As often occurs in the economist game, the data has started swinging back toward a rate cut. Following the soft March NAB business survey and employment report, folks were entertaining the possibility of further easing, and with Q1 CPI so low there’s been a bit of movement on the projection front.
Of the 27 forecasters in the Bloomberg survey, only 7 are of the view that the RBA will ease in May. I agree (no, i am not already in the survey!).
Moving forward to June, one forecaster expects two cuts (-25bps at each of May and June), and the rest are evenly split between 2.75% and 3%. One cut doesn’t do much, and the RBA doesn’t really do fine tuning, so if you think they ease in May, you ought to be very open to a June rate cut – or at least another cut some time in H2.
… But that is not what we see – the vast majority expect only one cut!
And one brave soul even expects a rate hike some time in Q4.
My view remains that the next move is down, but i think that the RBA needs to see more evidence that demand is fading to make a further move.
New data could bring that evidence at any time, but it seems unlikely that it will arrive before the June Board meeting. Right now, my best guess is that their next move is a cut some time after July (that gives them time to learn more about demand, and Q2 inflation).

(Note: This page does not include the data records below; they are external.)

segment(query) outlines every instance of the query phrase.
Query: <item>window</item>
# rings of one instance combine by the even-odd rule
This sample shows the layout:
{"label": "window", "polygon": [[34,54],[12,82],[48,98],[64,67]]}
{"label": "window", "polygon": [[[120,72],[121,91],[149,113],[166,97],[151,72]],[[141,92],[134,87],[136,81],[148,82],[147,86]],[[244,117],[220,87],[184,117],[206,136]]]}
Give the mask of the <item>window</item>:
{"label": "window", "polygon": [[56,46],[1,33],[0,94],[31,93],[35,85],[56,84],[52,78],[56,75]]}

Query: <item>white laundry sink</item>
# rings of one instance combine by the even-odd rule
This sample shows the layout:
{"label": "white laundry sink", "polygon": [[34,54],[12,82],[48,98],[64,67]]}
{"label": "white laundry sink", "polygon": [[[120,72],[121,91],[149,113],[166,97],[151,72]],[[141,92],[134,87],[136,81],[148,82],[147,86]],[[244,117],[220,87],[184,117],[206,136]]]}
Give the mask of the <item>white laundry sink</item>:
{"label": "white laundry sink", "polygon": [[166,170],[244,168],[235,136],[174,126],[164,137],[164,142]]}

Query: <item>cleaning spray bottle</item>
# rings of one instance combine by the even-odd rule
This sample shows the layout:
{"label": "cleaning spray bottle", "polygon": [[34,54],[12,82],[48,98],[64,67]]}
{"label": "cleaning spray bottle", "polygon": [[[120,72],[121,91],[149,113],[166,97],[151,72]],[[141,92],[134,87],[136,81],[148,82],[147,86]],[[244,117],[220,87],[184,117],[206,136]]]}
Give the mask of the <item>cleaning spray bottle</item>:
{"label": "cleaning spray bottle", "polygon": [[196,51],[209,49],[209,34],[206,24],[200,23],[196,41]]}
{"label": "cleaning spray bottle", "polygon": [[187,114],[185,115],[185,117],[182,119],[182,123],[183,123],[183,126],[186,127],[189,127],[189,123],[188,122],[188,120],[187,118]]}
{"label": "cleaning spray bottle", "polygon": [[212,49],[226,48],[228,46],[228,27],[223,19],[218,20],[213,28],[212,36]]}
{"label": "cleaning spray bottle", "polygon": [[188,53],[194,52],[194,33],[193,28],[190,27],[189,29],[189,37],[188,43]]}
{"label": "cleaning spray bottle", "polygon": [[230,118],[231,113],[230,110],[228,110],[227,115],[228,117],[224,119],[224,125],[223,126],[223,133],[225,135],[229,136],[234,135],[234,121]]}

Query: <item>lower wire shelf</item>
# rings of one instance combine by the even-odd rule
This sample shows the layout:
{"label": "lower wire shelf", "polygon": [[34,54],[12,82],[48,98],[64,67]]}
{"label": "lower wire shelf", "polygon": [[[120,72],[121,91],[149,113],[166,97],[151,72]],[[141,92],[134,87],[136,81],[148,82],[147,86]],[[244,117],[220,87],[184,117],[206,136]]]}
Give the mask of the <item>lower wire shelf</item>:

I find it hard to see how we won’t get down to 2.5% at some time in the relatively near future. And I also suspect that we are currently at the high water mark of 3% for this cycle. I would imagine that the next peak could simply involve a bit of sustained RBA jawboning of the potential for increased rates or a token 0.25% increase (from 2.5 or 2.75%) to frighten the horses. Australia is simply too indebted (particularly private debt and increasingly public debt too) to cope with any serious rate increases from here. Where the next leg down might take us is anyone’s guess – perhaps 2%.